J'en viens à la campagne elle-même en France. On vous a entendue, il y a une dizaine de jours dans une réunion des Verts à Nantes, rudoyer les militants pour qu'ils se mettent vraiment en campagne...
- "Ils en avaient besoin, ils en avaient besoin !"
Je vous cite d'ailleurs : "Alors, on se met boulot, oui ou merde ?". Est-ce que vos paroles ont eu de l'effet ?
- "Je crois que les Verts ont retrouvé, en adoptant à une très large majorité une résolution qui leur permettait de clore une phase de négociations avec le Parti socialiste, le bon tempo. Le moment de la campagne présidentielle est venu. Nous devons tous nous mobiliser derrière N. Mamère, qui fait une belle campagne. Il y a de plus en plus de monde dans ses meetings, de plus en plus de militants mobilisés."
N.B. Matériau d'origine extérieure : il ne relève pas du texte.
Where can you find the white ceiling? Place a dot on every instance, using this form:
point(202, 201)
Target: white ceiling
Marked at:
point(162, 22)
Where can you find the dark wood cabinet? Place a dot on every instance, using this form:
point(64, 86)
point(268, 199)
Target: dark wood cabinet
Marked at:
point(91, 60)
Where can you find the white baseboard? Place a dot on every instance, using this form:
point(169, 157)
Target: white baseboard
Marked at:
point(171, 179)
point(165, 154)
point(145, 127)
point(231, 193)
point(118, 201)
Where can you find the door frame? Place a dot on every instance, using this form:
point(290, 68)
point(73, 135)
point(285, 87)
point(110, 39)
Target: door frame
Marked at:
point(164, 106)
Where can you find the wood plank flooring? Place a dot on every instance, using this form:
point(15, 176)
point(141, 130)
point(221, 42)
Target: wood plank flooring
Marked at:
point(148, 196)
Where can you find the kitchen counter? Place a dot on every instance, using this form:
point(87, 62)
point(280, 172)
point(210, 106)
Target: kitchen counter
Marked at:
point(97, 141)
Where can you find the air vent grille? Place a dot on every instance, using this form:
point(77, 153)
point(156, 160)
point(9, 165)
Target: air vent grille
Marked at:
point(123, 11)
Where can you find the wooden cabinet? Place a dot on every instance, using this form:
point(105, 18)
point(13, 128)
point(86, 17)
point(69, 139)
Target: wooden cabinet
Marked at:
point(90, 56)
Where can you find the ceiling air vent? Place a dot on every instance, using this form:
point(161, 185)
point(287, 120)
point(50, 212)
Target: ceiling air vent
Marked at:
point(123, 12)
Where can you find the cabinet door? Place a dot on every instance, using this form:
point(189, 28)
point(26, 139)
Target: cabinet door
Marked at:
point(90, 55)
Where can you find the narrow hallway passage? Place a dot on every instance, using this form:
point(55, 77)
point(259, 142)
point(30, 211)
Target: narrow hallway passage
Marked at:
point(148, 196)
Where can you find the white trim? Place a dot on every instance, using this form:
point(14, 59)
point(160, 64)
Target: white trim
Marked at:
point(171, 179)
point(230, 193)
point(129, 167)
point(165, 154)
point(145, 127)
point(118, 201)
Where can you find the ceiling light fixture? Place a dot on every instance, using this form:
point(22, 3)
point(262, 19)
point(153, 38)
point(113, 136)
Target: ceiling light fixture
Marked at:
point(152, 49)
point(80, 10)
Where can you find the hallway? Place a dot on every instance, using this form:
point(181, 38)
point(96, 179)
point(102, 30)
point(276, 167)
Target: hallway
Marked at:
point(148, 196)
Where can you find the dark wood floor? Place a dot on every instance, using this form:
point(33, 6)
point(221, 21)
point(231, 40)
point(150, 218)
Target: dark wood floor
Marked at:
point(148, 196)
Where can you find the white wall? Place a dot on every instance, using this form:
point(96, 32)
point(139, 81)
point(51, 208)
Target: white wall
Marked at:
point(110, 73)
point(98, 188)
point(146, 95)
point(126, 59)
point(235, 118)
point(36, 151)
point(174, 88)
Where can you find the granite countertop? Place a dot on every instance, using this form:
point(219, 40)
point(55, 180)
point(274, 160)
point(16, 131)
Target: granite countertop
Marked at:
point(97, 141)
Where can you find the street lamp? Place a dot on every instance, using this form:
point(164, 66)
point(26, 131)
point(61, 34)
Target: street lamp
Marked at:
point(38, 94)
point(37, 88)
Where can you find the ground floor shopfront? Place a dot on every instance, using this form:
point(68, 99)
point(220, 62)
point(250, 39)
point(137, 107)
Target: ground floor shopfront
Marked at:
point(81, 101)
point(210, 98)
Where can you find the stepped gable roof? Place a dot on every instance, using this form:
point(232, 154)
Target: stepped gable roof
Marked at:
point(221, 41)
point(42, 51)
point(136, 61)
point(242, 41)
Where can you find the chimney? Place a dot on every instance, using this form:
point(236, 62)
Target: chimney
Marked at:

Il est stabilisé autour de 6 ou 7 %. Il doit faire mieux ?
- "Malgré l'entrée en campagne des très gros candidats qui étaient attendus depuis des semaines... Donc, je crois que nous allons pouvoir dépasser pour la première fois la barre des 5 %, qui est une barre très difficile pour les Verts dans une élection présidentielle. Le score de N. Mamère est important. Du rapport de force que nous construirons dans cette campagne dépendront beaucoup des décisions qui seront prises dans ce pays, au cours des prochaines années."
Justement, comment est-ce qu'il va se situer par rapport aux "gros candidats", comme vous dites ? Par exemple, L. Jospin se dit socialiste d'inspiration, mais il a précisé que son projet de candidat à la présidence n'est pas socialiste. Est-ce que vous avez trouvé cela surprenant ? Et est-ce que N. Mamère a intérêt gauchir sa campagne ?
- "L. Jospin dit que sa campagne ne sera pas socialiste. Si c'est lui qui le dit, je ne vais pas le contester. Il sait ce qu'il fait, il sait ce qu'il dit ! Cela laisse évidemment un espace pour ceux qui défendent d'autres priorités, et peut-être un renforcement des axes qui nous paraissent essentiels pour l'avenir. Je pense notamment à la nécessité de porter un message européen. Je pense à une nécessité de mettre en place les moyens d'un contrôle de la mondialisation. On se plaint des effets dévastateurs de la mondialisation, mais encore faut-il avoir la volonté politique de la contrôler. Je voudrais aussi qu'on soit capable dans cette campagne de porter peut-être plus fortement encore que nous ne l'avons fait depuis quelques semaines, un message de responsabilité. Il y a ceux qui choisissent de subir une autorité venue d'en haut et ceux qui préfèrent la mobilisation des citoyens et la responsabilisation de ceux-ci, capables d'assumer et de choisir finalement la solidarité. Et je voudrais aussi qu'on soit capable de dire que les priorités de 1997 ont certes un peu évoluées. Il est nécessaire de répondre aux risques du quotidien, émergés depuis quelques années. Il reste nécessaire de défendre les services publics, de défendre la réforme de l'Etat et de construire une nouvelle solidarité."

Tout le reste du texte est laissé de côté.